9. Summary — BERT in One Page
The one-sentence version
BERT is a Transformer encoder pre-trained to predict randomly masked words from their full bidirectional context — and that bidirectionality is what makes it dramatically better than GPT-1 at language understanding tasks.
The problem it solved
GPT-1 proved that pre-training works. But GPT-1 only read text left-to-right, which is fine for generation but discards half the available context for understanding. “The bank by the river” and “The bank charged fees” need rightward context to disambiguate the word “bank.” A left-to-right model cannot use it. BERT can.
The key ideas
Masked Language Modelling (MLM): Randomly mask 15% of tokens. Ask the model to predict them from all surrounding tokens — both left and right. This forces bidirectional context without making the task trivially easy (the model cannot simply copy the answer, because it has been replaced with [MASK]).
Next Sentence Prediction (NSP): Classify whether sentence B genuinely follows sentence A, or is randomly sampled. Teaches sentence-level coherence. (Later shown to be less important than MLM.)
[CLS] token: Prepended to every input. Its final hidden state is a vector summary of the entire sequence, used for classification tasks.
[SEP] token: Marks the boundary between sentence A and sentence B in two-sentence inputs.
WordPiece tokenisation: Splits rare words into subword pieces. 30,522-token vocabulary for BERT-base.
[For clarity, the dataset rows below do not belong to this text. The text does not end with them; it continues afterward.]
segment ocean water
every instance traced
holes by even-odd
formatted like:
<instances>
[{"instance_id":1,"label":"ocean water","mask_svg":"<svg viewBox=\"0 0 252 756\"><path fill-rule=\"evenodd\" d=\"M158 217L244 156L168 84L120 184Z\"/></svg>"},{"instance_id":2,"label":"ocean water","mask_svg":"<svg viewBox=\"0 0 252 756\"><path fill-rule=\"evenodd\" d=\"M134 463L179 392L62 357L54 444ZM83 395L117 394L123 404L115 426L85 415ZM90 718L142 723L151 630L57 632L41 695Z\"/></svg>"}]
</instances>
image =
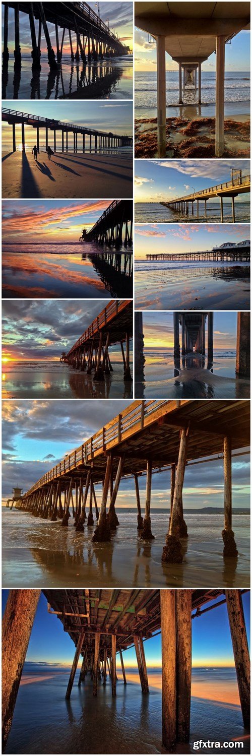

Handles words not seen during training.
The architecture numbers
| BERT-base | BERT-large | |
|---|---|---|
| Layers | 12 | 24 |
| Hidden size | 768 | 1024 |
| Attention heads | 12 | 16 |
| Parameters | 110M | 340M |
| Training data | 3.3B words (Wikipedia + BooksCorpus) | same |
The GPT-1 vs BERT contrast
| GPT-1 | BERT | |
|---|---|---|
| Architecture | Decoder | Encoder |
| Direction | Left-to-right | Bidirectional |
| Pre-training objective | Predict next token | Predict masked tokens + NSP |
| Can generate? | Yes | No |
| Strength | Generation | Understanding |
The Indian analogy
A student studying with words randomly blacked out in the textbook, forced to guess each hidden word from both what came before and what came after. This forces bidirectional reading and deep understanding — not skimming. BERT’s pre-training is this process, applied to billions of sentences.
The results
- GLUE: 80.5 (previous best: ~69) — a suite of 9 NLP tasks
- SQuAD 1.1: 93.2 F1 — exceeding the published human score
- SQuAD 2.0: 83.1 F1 — new state-of-the-art
- 11 benchmarks improved simultaneously with a single model and checkpoint
What came next
RoBERTa (more data, no NSP) → ALBERT (fewer parameters, same performance) → DistilBERT (40% smaller, 60% faster) → domain-specific BERTs (BioBERT, LegalBERT) → T5 (encoder-decoder combining BERT and GPT ideas). BERT’s bidirectional pre-training philosophy now powers most language understanding systems in production worldwide.